周建国坐在旁边的躺椅上,腿搭着腿,烟灰弹在地板上。
“盈盈说得对,嫁妆不能丢份。”
“爸的意思呢?”我问。
“十五万的嫁妆,不过分吧?”周建国吐了口烟,眯着眼看我,”当初你嫁进来的时候,我们周家也给了彩礼的。”
“六万八。”我说,”还扣了两万,说是办酒席的钱。”
周建国把烟头按灭在烟灰缸里,不接这个茬。
“十五万你拿得出来,你那个定期到期了整整二十万呢。匀给你小姑子十五万,剩下五万留着自己花,绰绰有余。”
他说这话的时候理所当然,就像在分配公共资源。
周盈在旁边帮腔:”嫂子,这不是给外人,是给我。我以后嫁了人,逢年过节回来看你和哥,礼也不会少你的。”
周恒从厨房端了一盘切好的水果出来。
橘子瓣,码得整整齐齐。
“禾禾,盈盈结婚是大事,咱们当哥嫂的,多少意思一下。”
“意思一下”——这是他的标准话术。上次他爸要三万块换沙发的时候也是这四个字。
“不出。”我说。
“你说什么?”周建国从躺椅上坐直了。
“十五万,我不出。一万也不出。”
客厅的空气凝住了。
周盈的笑慢慢收起来,眼底泛上一层薄薄的冷。
“嫂子,你是不是对我有意见?”
“没有意见。那是我的钱,我不想出。”
“你这个人怎么这样?”周盈的声音拔高了,”我是周恒的亲妹妹,你嫁进周家就是一家人。一家人连十五万都不愿意出?”
“一家人这三个字,”我看着她,”从我进周家第一天起,我听了五年。交钱的时候是一家人,存单上写谁的名字,就不是了。
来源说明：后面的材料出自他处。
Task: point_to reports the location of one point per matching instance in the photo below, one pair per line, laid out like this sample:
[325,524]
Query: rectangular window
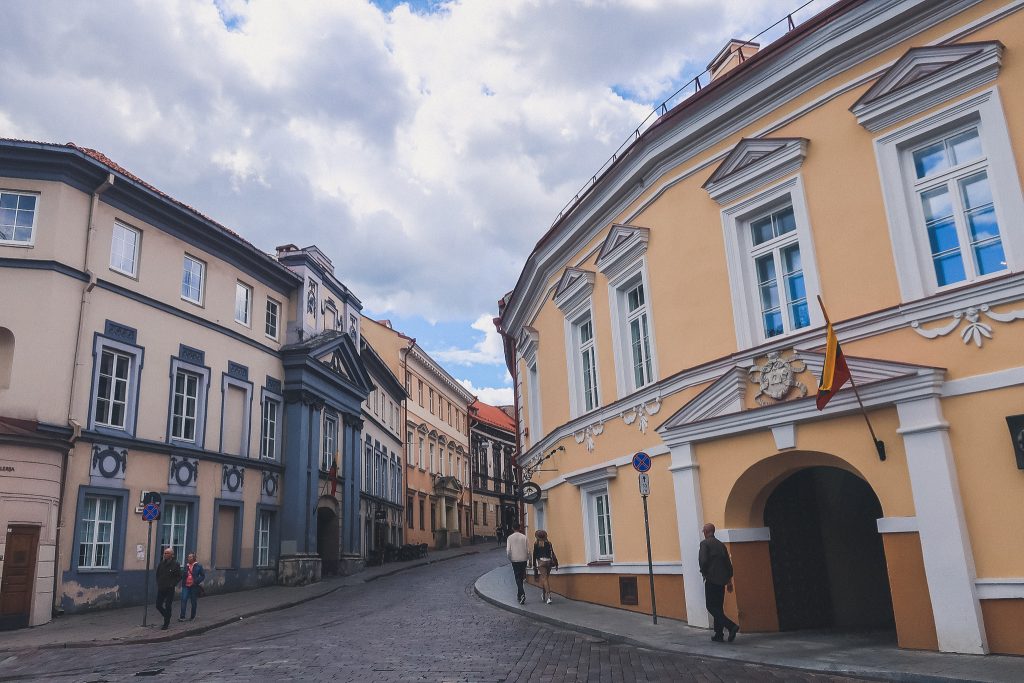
[636,309]
[272,316]
[124,250]
[243,303]
[192,280]
[268,429]
[112,389]
[957,208]
[184,406]
[174,528]
[263,519]
[17,217]
[95,535]
[775,250]
[329,442]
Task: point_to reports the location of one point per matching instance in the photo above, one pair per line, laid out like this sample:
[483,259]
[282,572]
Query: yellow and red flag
[835,373]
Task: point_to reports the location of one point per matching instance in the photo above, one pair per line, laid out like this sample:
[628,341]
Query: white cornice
[898,95]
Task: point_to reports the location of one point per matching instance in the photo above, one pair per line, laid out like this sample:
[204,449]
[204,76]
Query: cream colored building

”
周建国猛地一拍扶手站起来。
“纪禾!你翻旧账是什么意思?我告诉你,你别我!”
“您想怎样?”
“这套房子写的是我的名字!”他指着头顶的天花板,”你要是不肯出这十五万,明天就给我搬出去!”
声音很大,震得客厅的吊灯都在晃。
周恒的橘子瓣滚落在地板上。
他蹲下去捡,一瓣一瓣,慢慢地。
“爸你消消气……”
“你闭嘴!”周建国吼他,又转向我,”纪禾我问你最后一遍,这十五万,你出还是不出?”
“不出。”
那天晚上十一点,我洗完澡从浴室出来,发现卧室的门锁被换了。
我的衣服、化妆包和笔记本电脑,整整齐齐码在走廊地板上。
旁边放着一只行李箱。
是周建国的行李箱,银灰色,密码锁,上面贴着一张便利贴。
“不出钱的人,不配住在周家。”
字迹是周盈的。便利贴是粉色的,还带着一股香水味。
周恒站在主卧的门口,门开着一条缝。
他的脸从门缝后面露出来,神情像一只夹在两扇门之间的老鼠。
“禾禾……要不你先去宾馆住一晚?明天我跟爸好好说说。”
“好好说说”——这也是他的标准话术。上次他好好说说的结果是三年的存单变成一张废纸。
我拖着行李箱走到门口,回头看了一眼。
走廊的灯光昏暗。他站在那里,手上还攥着一个剥了一半的橘子。
“周恒,你每次’好好说说’之后,结果有变过吗?”
他没说话。
橘皮从他手指间掉下来,落在地上,卷成一个小小的问号。